Health, History, Demography & Development (H2D2)

Hannah Bolder and Marlous van Waijenburg

economics economics
economics
Hannah will be presenting Abandoning Obsolete Technologies in Medicine: Preliminary Evidence.

Abstract: The extent that medical practice relies on evidence varies by specialty. Practices that become popular based on promising case studies are especially susceptible to evidence reversal. Medical reversal occurs when a procedure that is common in clinical practice is shown to be ineffective or even harmful. Failure to quickly abandon reversed practices dampens productivity in the medical sector and results in wasteful spending. I present preliminary evidence about the speed of de-adoption, using the procedures of vertebroplasy and percutaneous coronary interventions as case studies.

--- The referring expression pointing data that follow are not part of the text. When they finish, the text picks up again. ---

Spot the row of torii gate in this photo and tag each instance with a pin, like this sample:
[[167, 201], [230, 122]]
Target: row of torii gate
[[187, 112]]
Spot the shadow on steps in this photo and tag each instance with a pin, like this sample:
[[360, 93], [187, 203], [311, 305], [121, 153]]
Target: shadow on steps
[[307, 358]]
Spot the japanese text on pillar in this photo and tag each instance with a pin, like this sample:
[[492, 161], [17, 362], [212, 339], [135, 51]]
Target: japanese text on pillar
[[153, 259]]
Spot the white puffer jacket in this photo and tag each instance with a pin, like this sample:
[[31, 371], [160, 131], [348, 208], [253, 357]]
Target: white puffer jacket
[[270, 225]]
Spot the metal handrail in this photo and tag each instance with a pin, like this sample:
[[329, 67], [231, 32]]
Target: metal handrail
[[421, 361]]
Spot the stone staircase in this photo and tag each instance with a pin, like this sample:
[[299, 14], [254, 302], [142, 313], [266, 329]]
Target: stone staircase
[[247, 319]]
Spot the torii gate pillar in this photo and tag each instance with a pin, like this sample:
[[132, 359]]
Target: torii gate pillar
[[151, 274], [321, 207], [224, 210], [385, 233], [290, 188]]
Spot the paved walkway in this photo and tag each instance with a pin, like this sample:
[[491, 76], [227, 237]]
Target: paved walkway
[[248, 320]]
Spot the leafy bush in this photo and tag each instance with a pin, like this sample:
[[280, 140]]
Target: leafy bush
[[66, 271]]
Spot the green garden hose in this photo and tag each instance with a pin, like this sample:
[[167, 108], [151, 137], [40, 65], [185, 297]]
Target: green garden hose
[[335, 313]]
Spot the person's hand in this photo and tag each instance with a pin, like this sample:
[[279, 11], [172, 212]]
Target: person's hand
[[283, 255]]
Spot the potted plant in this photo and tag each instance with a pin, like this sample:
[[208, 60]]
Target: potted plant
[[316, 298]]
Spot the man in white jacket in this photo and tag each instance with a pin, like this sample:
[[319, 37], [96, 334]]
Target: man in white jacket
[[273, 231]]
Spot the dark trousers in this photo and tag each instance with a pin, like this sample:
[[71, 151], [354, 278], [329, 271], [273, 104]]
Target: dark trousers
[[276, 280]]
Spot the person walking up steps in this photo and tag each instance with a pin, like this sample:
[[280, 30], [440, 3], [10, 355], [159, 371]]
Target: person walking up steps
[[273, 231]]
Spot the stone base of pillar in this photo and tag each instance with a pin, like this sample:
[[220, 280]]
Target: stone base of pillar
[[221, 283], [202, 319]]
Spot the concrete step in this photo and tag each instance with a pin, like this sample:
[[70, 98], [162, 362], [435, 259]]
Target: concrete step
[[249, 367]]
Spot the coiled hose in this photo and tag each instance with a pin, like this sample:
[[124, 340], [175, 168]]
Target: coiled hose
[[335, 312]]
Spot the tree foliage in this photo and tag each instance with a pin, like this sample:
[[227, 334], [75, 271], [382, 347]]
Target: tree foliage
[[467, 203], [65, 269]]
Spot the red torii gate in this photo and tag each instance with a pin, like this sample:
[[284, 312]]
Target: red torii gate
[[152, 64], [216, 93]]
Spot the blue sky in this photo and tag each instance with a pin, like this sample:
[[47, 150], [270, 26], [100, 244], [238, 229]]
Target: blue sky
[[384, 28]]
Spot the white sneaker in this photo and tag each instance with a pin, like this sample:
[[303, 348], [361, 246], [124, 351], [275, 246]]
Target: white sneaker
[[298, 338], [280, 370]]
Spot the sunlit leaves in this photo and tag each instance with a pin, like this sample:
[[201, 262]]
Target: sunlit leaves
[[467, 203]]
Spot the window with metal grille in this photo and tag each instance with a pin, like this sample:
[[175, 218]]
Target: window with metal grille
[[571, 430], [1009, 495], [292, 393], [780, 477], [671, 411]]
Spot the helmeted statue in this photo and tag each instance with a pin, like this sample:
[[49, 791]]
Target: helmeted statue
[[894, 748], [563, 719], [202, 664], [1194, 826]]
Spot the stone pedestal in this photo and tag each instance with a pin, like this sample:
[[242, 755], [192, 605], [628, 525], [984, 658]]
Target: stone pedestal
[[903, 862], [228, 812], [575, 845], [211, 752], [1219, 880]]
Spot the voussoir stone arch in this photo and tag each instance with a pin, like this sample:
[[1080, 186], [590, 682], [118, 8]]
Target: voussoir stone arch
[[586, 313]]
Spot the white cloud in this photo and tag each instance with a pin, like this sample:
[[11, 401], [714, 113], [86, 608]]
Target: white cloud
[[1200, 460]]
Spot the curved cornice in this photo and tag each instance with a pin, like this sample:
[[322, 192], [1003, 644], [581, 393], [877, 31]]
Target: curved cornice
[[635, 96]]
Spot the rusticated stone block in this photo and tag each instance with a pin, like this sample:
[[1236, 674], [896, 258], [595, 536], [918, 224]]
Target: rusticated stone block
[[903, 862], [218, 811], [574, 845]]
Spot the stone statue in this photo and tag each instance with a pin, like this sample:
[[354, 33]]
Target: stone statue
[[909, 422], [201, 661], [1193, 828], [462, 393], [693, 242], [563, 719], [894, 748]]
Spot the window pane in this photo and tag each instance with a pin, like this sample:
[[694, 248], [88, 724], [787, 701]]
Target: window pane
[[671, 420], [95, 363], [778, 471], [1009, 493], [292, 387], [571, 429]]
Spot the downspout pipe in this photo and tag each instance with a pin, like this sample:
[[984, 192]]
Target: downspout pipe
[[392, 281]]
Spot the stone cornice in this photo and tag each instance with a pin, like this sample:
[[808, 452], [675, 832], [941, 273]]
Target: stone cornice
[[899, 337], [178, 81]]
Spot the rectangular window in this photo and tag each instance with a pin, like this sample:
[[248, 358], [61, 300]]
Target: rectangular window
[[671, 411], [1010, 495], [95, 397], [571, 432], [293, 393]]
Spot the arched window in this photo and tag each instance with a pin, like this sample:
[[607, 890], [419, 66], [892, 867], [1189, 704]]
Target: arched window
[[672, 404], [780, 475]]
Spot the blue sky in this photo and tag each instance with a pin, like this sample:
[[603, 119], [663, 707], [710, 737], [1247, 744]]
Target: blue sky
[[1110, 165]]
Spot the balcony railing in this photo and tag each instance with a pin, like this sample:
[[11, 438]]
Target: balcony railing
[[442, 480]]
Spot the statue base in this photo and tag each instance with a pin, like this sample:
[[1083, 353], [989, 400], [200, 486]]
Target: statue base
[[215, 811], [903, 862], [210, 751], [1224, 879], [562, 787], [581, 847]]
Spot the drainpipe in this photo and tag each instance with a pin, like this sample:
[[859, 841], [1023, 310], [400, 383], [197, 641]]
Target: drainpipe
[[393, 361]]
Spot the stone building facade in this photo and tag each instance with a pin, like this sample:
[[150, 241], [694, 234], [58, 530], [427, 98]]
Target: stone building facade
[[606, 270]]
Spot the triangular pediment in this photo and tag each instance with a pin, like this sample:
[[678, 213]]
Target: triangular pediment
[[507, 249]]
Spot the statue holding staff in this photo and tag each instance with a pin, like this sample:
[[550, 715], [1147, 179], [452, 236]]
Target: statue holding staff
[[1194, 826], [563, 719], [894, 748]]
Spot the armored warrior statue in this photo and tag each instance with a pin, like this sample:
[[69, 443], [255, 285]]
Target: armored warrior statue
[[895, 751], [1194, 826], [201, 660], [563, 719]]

Marlous will be presenting The Great Convergence: Skill Accumulation and Mass Education in Africa and Asia, 1870-2010.

Abstract: While human capital has gained prominence in new vintages of growth theory, economists have struggled to find the positive externalities of mass education in developing economies. We shed new light on the economic significance of the global ‘schooling revolution’ by looking at a different indicator of human capital accumulation – the relative price of skilled labor – and placing it in a long-term global perspective. Based on a new wage dataset we constructed for various blue- and white-collar occupations in 50 African and Asian countries between 1870-2010, we reveal that skill-premiums have fallen dramatically everywhere in the course of the 20th century, and that they have now converged with levels that dominated in the West already for centuries. While such a ‘great convergence’ in skill-premiums is not a sufficient condition for Schumpeterian growth by itself, the growing availability of affordable skills is a necessary condition. Our findings therefore shed a more optimistic light on the long-term economic gains of mass education in the global South than standard growth regressions have hitherto done.